# Pramen-py
Cli application for defining the data transformations for Pramen.
See:
```bash
pramen-py --help
```
for more information.
## Installation
### App settings
Application configuration solved by the environment variables
(see .env.example)
### Add pramen-py as a dependency to your project
In case of poetry:
```bash
# ensure we have valid poetry environment
ls pyproject.toml || poetry init
poetry add pramen-py
```
In case of pip:
```bash
pip install pramen-py
```
## Usage
## Application configuration
In order to configure the pramen-py options you need to set
corresponding environment variables.
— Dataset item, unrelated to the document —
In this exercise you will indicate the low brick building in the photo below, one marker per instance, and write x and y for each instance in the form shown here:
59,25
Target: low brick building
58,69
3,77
To see the list of available options run:
```bash
pramen-py list-configuration-options
```
### Developing transformations
pramen-py uses python's
[namespace packages](https://packaging.python.org/en/latest/guides/packaging-namespace-packages/#native-namespace-packages)
for discovery of the transformations.
This mean, that in order to build a new transformer, it should be located
inside a python package with the `transformations` directory inside.
This directory should be declared as a package:
- for poetry
```toml
[tool.poetry]
# ...
packages = [
{ include = "transformations" },
]
```
- for setup.py
```python
from setuptools import setup, find_namespace_packages
setup(
name='mynamespace-subpackage-a',
# ...
packages=find_namespace_packages(include=['transformations.*'])
)
```
Example files structure:
```
❯ tree .
.
├── README.md
├── poetry.lock
├── pyproject.toml
├── tests
│ └── test_identity_transformer.py
└── transformations
└── identity_transformer
├── __init__.py
└── example_config.yaml
```
In order to make transformer picked up by the pramen-py the following
conditions should be satisfied:
- python package containing the transformers should be installed to the
same python environment as pramen-py
- python package should have defined namespace package `transformations`
- transformers should extend `pramen_py.Transformation` base class
Subclasses created by extending Transformation base class are registered as
a cli command (pramen-py transformations run TransformationSubclassName)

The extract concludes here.